The concept of proteases cleaving their substrates within the hydrophobic core of their transmembrane domains is very well established. In the past fifteen years, various intramembrane cleaving proteases (I-CLiPs) and their respective substrates have been identified. Signal peptide peptidase (SPP) and its homologues, the signal peptide peptidase-like proteases (SPPLs) are aspartyl I-CLiPs of the GxGD-type. In humans the SPP/SPPL family consists of five members: SPP, SPPL2a, SPPL2b SPPL2c and SPPL3 (Fig. 1). SPP and SPPLs are closely related to presenilins, which form the active subunit of the γ-secretase complex. All members of this protease family share a conserved GxGD motif within their catalytic centre. GxGD proteases have turned out to be part of a fundamental sequential proteolytic processing pathway of single span transmembrane proteins, termed regulated intramembrane proteolysis (RIP). Substrates of RIP are typically cleaved within their luminal domain to release a large part of their ectodomain or to clip a hairpin loop between two transmembrane domains (TMD). This cleavage is termed “shedding” and generates a membrane-retained fragment, which is subsequently endoproteolysed within the lipid bilayer by an I-CLiP, causing the release of protein fragments into the cytosol (intracellular domains, ICDs) and the lumen/ extracellular space (C-peptides) (Fig. 2).

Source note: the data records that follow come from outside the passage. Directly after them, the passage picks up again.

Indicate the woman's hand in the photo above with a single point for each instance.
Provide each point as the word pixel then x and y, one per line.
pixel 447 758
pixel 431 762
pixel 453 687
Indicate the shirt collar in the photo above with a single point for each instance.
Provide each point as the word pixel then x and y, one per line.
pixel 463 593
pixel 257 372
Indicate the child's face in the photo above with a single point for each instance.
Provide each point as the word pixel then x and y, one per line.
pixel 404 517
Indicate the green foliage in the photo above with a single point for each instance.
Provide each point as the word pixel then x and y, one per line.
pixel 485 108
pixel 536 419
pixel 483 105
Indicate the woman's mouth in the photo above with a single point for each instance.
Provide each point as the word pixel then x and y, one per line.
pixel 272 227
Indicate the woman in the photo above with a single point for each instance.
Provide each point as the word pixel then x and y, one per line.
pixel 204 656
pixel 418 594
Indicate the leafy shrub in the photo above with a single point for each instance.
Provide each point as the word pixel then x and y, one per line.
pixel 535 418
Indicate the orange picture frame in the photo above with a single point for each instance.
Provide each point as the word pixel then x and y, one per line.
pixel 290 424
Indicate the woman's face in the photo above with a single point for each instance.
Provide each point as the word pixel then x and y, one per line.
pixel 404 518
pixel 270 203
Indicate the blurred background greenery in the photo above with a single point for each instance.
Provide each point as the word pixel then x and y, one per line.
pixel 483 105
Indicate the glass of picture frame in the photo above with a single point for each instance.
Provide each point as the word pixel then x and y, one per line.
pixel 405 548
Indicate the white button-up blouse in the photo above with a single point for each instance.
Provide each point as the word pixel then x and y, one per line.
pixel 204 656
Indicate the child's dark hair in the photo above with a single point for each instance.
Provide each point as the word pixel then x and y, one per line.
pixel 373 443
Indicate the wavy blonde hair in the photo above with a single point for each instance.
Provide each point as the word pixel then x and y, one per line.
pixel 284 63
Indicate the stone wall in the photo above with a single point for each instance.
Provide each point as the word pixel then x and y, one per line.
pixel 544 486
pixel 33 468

While a genetic link between the γ-secretase complex and familial cases of Alzheimer‘s disease is well-documented, the SPP/SPPL family has only recently been identified and their likely diverse physiological functions as well as their regulation have not yet been completely unravelled.
Our research, therefore, aims to unravel the physiological function of the SPP/SPPL-family members and to understand how SPP/SPPL proteases mechanistically select and cleave their substrates within the membrane.